Official Chinese magazines from the period of 1967 to 1970 are filled
with many pictures of citizens holding, reading, and memorizing the
Red Book. This proposal will trace the rise and fall of images of the
Red Book in the official Chinese publication China Reconstructs. This
proposal will use a graphical analysis of pictures in this publication
from 1966 to 1973 to show that propaganda was not just a tool of the
Communist party but also a reflection of internal power struggles
within the party during the Cultural Revolution.
The Red Book was written several years before it became the
object of national adoration and a tool for the Cultivation of Mao's
personality Cult. The history of the Red Book and its meteoric rise
from a hand book for military recruits to compulsory reading for all
Chinese citizens, is closely tied to its developer Lin Biao's rise to
power. Lin Biao was born in 1907 and was fourteen years younger then
Mao; he joined the communist party in 1925 and until the communists
captured control of China was at various times in charge of resiezce
forces, and armies of communist soldiers. When the communists took
control in 1949 Lin Biao was behind Mao Zedong, Liu Shaoqi, Zhou
Enlai, Chen Yun, and Deng Xiaoping in rank (Yan and Gao, 1996: 179).
But eighteen years later during the height of the Cultural Revolution
Lin Biao by winning favor with Mao by publishing and championing the
Red Book and the Cult of Mao became second only to the Chairman in
power and position (Ming-Le, 1983: 80).
In 1959 Peng Dehua was dismissed as minister of defense and Lin
Biao was appointed in his place. At an armed forces meeting for high
cadres during September of that year Lin Biao, energetically started
promoting the Cult of Mao saying, "Learning the writings of comrade
Mao Zedong is the shortcut to learning Marxism-Leninism. Chairman
Mao's writings are easy to learn and can be put to use immediately.
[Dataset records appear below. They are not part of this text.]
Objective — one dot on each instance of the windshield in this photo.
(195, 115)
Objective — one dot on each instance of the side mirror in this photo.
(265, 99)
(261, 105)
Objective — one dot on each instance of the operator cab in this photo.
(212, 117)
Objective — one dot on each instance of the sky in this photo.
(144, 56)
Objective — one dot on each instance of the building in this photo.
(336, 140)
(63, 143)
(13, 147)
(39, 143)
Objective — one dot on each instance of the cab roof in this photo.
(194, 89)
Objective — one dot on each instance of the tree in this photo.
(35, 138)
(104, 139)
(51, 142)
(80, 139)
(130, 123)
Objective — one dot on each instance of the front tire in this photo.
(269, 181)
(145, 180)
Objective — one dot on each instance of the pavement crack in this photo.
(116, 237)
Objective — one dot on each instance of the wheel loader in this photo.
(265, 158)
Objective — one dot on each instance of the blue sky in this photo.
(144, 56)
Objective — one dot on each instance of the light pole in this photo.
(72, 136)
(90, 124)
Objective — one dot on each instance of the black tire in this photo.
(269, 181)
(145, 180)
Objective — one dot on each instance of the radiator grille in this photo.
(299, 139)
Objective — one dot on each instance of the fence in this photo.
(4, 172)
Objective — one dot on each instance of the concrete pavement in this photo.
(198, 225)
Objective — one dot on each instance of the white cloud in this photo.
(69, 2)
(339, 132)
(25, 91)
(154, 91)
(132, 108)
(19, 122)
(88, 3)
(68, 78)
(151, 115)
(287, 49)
Diligent work will pay dividends many fold." (Yan and Gao, 1996: 182)
His references to "shortcut" and "quick dividends" in his speech went
unnoticed at the time as few foresaw the effects of creating a
Cult around Mao. But looking back on the Cultural Revolution and Lin
Biao, we can see his using the Cult of Mao was indeed a shortcut that
produced huge dividends both for himself and for Mao.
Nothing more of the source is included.